Eilis (Saoirse Ronan) is a young Irish girl living in Enniscorthy, Ireland, but only JUST getting by due to the rather poor economy of Ireland at the time. She works for the local busybody and shop owner, Miss Kelly (Brid Brennan), but only can give her part time. Her sister, Rose (Fiona Glascott) works as a book keeper in town and the two take care of their aging mother (played by Jane Brennan). Eilis is about to change all this though, being that Rose has been able to set her up with some contacts in America where she will be heading off to. The good old Catholic guilt from Miss Kelly is hot and heavy, setting up the sense of desperation and dread that is to follow by berating Eilis for leaving and informing her that now Rose is stuck in her life, having to care for their aging mother until she dies. Refusing to let Miss Kelly ruin Eilis’ chance for a better life, Rose encourages the girl even further and sets her on her way to New York.

Eilis is set up monetarily when she arrives due to Roses contacts, and lives in a boarding house for girls run by the strict, but kind, Mrs. Kehoe (Julie Waters). Not only that she has gotten employment at a local department store, where Eilis has to struggle to overcome her shy personality in order to sell cosmetics. While she’s set up in the financial sense, Eilis is a hot mess internally, broken up and destroyed by the overwhelming sense of homesickness that she can’t seem to come out of. That is until she meets an Italian boy named Tony (Emory Cohen) who sweeps her off her feet in a rather low key manner. Eilis is not a frivolous girl, unlike the others in the boarding school, and not one to be swept away by a wink and a smile. However, Tony is not like that. Quiet, sincere, kind and unassuming the boy pursues her with an awkward sincerity that brings a smile to your face and certainly does to Eilis. Soon the too fall in love and are getting serious when Eilis receives a letter that Rose has died of a mysterious disease. Before running back to Ireland, Rose and Tony get hitched at the court house and off she runs back to Ireland.

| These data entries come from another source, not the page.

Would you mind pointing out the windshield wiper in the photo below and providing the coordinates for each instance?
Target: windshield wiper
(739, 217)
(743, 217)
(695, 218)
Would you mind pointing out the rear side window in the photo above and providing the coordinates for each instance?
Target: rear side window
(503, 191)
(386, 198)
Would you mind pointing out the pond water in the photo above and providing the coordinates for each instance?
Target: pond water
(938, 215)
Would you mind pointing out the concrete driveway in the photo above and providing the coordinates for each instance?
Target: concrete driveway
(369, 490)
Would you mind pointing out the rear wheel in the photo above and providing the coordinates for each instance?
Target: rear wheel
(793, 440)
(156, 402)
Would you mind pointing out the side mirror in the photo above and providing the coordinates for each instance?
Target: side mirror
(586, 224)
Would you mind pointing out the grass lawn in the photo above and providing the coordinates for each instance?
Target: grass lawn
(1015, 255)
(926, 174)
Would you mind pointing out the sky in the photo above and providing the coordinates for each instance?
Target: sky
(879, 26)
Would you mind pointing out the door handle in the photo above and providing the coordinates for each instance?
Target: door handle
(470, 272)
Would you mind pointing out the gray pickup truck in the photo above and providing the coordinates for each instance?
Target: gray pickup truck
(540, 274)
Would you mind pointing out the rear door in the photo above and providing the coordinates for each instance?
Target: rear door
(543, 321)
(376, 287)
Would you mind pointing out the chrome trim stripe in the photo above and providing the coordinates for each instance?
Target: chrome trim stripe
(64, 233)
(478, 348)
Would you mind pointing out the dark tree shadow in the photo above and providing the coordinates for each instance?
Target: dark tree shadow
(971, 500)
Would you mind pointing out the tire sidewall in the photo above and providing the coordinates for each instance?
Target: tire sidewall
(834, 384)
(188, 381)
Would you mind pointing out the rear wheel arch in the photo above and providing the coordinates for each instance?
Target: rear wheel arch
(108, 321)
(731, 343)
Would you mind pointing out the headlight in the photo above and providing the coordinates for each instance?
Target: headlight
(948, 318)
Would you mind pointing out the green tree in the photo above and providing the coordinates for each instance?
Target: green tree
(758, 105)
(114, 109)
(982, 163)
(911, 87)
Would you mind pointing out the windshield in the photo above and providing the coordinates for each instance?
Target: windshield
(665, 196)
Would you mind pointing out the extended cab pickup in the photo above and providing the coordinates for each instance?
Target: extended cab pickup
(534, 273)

[img]http://www.hometheatershack.com/gallery/file.php?n=67634[/img]Coming back to Enniscorthy is like a breath of fresh air for Eilis and her homesickness that she thought she had squashed comes back full force. It doesn’t help when everyone around her is getting married and pushing her towards the handsome Jim Farrell (Domhnall Gleeson) who has taken an interest in Eilis. Almost fearful of telling the people around her that she is married, Eilis starts to slowly re-integrate herself back into the little Irish town and soon the decision to go back to New York is so difficult that it’s unbearable to even think about. That is until one blast form the past brings that choice to in a manner that must make Eilis choose WHERE home really is. 

“Brooklyn” is a very quiet and laid back movie, and seems like it actually comes from a different generation of film making. So many movie today are a bustle of energy and excitement, just filled to the brim with conflicts and conundrums that turn romances into a whirlwind of excitement that won’t let up (despite the fact that their relationship is usually only about a day or so long and they’re soooooooooooooooooo in love!). “Brooklyn”, on the other hand, takes its time getting into the romantic liaison between Eilis and Tony, instead focusing on watching Eilis adapt to her new surrounds and even when they DO start going down that road the focus continues to be on Eilis and her adapting to New York City life. There is no real hiccup in their relationship except for when Eilis is confronted with her own past back in Ireland. 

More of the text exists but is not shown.